Silver was followed by local good –time gal and known liberal Molly Ivins, co-author (with Lou Dubose) of Bushwhacked: Life in George W. Bush's America and Shrub: The Short but Happy Political Life of George W. Bush.

Ivins, a holdover from a Democratic-controlled Texas, described Austin as a blue dot at the heart of a red state. She also claimed Texas was the national laboratory for bad government. Her justification? Texas was the only state in recent memory that had been redistricted twice in a decade.

Ivins was followed by Chris Bell, onetime member of the U.S. House who filed an ethics complaint against House Majority Leader Tom DeLay (R-TX) —and who was redistricted out of office in 2004. If he’s out of Washington, his moment is clearly over, even with talk that he might run for Governor of Texas.

Even the inclusion of Ana Marie Cox, (aka blogger Wonkette ) didn’t move the show into the new millennium. She’s a blogger, but she’s a liberal blogger. This year’s fashion is for either the right wing blog or the faux news service.

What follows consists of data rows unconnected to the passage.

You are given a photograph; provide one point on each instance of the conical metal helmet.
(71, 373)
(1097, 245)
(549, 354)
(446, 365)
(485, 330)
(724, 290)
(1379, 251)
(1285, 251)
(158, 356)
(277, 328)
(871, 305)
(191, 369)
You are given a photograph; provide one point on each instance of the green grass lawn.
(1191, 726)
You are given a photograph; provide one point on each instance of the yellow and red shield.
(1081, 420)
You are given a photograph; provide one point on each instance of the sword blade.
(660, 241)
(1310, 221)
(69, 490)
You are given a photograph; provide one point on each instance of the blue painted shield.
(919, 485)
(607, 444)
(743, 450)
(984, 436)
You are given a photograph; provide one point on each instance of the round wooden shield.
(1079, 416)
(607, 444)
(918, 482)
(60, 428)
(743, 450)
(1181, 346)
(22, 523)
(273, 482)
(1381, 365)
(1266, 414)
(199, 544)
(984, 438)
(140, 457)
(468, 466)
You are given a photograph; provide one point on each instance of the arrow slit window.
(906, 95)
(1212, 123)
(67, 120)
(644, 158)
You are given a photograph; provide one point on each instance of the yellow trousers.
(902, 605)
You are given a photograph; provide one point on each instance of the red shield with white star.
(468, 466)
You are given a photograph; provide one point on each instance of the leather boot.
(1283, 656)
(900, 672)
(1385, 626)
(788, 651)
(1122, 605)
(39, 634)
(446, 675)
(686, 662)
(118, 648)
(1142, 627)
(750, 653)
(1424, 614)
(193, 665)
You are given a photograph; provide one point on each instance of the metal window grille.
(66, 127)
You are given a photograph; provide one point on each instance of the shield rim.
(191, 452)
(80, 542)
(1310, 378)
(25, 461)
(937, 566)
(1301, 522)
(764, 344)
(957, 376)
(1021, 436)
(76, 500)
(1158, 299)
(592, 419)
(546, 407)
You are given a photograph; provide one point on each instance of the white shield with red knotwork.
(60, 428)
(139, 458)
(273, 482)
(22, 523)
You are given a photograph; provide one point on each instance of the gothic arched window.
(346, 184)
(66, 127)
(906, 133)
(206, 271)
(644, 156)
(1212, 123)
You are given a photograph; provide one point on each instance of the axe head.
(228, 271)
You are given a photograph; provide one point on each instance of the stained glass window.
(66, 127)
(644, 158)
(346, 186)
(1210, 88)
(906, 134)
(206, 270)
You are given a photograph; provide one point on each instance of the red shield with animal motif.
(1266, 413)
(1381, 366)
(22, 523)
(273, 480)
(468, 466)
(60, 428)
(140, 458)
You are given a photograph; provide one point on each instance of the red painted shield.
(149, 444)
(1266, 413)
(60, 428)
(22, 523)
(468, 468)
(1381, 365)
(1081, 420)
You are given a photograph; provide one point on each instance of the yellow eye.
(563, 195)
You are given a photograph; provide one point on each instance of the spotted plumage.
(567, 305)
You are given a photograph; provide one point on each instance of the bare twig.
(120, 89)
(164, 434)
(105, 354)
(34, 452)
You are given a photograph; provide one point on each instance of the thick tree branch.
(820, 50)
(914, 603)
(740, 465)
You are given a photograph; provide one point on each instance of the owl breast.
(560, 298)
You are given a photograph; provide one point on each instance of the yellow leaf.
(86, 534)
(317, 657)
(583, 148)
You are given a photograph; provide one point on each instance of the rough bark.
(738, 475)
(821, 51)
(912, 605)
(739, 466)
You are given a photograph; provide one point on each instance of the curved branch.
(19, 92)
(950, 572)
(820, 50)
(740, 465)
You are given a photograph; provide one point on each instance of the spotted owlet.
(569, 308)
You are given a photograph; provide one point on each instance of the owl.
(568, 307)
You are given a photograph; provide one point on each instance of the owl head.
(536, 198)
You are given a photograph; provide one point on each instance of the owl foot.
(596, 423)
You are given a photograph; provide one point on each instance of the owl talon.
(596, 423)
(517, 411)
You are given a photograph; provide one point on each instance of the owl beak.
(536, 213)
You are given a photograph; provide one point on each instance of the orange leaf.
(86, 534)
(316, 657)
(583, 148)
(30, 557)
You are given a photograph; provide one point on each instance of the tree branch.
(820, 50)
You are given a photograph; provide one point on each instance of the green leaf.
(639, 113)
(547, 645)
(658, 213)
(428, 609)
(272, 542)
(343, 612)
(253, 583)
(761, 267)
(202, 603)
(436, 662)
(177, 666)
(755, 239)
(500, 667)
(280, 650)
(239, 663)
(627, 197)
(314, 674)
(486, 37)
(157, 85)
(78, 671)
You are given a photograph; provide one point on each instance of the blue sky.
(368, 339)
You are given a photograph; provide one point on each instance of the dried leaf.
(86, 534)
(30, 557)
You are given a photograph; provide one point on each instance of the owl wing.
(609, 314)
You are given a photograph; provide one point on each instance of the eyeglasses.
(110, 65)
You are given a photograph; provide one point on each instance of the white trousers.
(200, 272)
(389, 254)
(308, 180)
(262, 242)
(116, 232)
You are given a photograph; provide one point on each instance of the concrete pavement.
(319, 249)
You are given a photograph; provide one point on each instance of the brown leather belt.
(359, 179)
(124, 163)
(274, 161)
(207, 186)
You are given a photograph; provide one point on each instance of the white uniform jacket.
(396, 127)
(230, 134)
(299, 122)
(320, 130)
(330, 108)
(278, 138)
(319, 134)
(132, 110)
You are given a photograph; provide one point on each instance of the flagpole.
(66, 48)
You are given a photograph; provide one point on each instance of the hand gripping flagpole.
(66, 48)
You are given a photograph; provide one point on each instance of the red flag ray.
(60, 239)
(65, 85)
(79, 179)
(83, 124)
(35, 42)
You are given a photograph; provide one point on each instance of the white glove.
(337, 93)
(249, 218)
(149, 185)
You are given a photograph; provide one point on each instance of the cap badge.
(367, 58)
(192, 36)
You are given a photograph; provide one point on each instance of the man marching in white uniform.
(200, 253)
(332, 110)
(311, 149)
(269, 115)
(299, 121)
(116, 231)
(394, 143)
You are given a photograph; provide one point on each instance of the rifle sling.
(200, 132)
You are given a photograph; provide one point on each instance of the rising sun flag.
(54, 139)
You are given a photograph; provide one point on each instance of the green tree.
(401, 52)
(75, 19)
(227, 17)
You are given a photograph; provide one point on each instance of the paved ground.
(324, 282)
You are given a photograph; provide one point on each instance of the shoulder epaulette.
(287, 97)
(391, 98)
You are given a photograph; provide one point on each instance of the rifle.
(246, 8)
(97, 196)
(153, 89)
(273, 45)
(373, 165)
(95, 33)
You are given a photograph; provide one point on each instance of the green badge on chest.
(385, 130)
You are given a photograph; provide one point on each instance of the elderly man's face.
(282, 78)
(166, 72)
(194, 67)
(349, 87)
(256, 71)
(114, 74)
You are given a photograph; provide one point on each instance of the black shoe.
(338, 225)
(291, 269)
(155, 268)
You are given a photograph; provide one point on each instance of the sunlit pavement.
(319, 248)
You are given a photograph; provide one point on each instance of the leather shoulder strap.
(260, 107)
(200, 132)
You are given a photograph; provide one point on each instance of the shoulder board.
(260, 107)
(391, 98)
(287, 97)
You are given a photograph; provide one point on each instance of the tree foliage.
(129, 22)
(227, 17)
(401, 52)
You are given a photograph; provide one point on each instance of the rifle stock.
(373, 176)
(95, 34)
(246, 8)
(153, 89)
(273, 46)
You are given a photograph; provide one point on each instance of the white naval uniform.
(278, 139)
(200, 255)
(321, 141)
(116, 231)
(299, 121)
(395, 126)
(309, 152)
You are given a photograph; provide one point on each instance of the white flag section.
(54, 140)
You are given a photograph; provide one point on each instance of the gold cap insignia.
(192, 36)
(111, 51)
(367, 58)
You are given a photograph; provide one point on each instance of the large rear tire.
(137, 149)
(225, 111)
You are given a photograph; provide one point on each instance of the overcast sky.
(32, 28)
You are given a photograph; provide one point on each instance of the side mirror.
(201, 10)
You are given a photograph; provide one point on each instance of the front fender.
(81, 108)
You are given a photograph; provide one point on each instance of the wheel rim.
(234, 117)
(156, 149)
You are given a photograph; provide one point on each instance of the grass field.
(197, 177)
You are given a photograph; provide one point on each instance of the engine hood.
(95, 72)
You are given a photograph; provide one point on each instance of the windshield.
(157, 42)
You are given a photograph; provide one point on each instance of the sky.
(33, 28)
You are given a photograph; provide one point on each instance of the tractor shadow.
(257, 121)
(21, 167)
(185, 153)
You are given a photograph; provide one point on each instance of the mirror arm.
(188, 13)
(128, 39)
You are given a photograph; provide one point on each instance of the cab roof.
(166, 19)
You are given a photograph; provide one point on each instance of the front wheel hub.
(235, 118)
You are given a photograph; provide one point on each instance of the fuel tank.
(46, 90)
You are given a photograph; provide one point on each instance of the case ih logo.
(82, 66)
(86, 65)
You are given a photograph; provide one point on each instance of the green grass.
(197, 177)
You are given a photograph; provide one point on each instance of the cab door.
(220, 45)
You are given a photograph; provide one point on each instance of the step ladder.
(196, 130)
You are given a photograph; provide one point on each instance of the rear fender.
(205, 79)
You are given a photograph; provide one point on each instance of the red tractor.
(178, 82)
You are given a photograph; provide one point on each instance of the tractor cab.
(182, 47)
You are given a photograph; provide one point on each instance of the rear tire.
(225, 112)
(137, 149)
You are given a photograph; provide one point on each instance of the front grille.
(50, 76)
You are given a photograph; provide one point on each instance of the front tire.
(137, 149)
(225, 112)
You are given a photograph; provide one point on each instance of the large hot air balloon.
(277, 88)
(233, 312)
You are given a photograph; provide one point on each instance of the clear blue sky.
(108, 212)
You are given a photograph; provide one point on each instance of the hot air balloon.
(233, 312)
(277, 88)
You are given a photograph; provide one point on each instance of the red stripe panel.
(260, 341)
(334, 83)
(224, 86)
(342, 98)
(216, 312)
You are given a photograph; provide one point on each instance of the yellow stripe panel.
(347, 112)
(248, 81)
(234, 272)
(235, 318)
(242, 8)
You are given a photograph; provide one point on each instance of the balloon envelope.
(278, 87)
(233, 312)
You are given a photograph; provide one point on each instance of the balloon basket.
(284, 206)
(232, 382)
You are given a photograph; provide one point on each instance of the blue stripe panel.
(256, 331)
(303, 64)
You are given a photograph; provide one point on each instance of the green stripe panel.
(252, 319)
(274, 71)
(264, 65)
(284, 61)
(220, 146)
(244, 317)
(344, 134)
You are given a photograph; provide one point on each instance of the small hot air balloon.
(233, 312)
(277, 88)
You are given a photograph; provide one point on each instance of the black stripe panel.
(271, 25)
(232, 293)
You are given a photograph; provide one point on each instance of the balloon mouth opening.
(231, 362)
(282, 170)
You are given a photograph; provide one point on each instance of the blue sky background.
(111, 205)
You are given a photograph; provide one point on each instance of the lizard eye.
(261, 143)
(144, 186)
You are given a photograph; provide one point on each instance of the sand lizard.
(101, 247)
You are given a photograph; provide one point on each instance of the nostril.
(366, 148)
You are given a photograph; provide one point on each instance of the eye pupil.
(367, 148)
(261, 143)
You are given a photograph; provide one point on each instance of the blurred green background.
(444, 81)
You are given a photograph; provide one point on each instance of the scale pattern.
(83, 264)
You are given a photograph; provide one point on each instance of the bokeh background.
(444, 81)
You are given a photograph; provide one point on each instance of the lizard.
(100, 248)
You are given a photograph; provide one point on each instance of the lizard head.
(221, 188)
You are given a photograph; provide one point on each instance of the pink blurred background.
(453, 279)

Straight White House propaganda is the new news

The villain in the comedy sketch about a lobbyist from the “Quid Pro Quo” Political Action Committee was old-fashioned as well. He was Hitler, not Saddam Hussein.

The location of the broadcast underscored these outmoded concerns about the little people. The show aired from the set of the regional premiere of the play based on Barbara Ehrenreich’s book Nickel and Dimed on (Not) Getting by in America. Caring about the lives of poor people just isn’t stylish right now. If it was, the U.S. Senate would have embraced a recent proposal increasing the minimum wage.

On top of this outdated ideology, the show looked drab. There was no visual whiz-bang, no snap, no style. The table with a blue Air America drape didn’t keep Franken “on message.” The support staffed worked a few feet away, huddled behind a table that appeared to be covered by a maroon sateen-striped tablecloth held up by hope and duct tape. Their plain metal folding chairs didn’t say power, they said church basement. The boys from Queer Eye would have claimed a redecorating mandate.

The broadcast was so out of style that one suspects the spirit of the late 36th President, Lyndon Johnson was in the house. Johnson was a native Texan and lifelong Democrat, whose domestic policy embraced the Civil Rights Act of 1964 and the War on Poverty. Ironically, the Johnson family made a Texas-sized fortune in Austin radio—a town where you can still listen to radio station KLBJ.

In all this outmoded talk, the only thing modern about the show was what looked like Ozarka bottled water on stage. It’s the brand apparently preferred in the current White House.

Both Franken and Cox were appearing as part of the SXSW Interactive festival. The broadcast was also the introduction of the 50th affiliate for Air America, Austin station KOKE 1600 am.

This broadcast took place on Monday, March 14, 2005.

*At least we think that he was the only person in town to win tickets...but who really knows?

This is an unpublished column from 2005. I'd forgotten about it until I started cleaning out my inbox in May 2012! That's why it's listed as a "wayback post."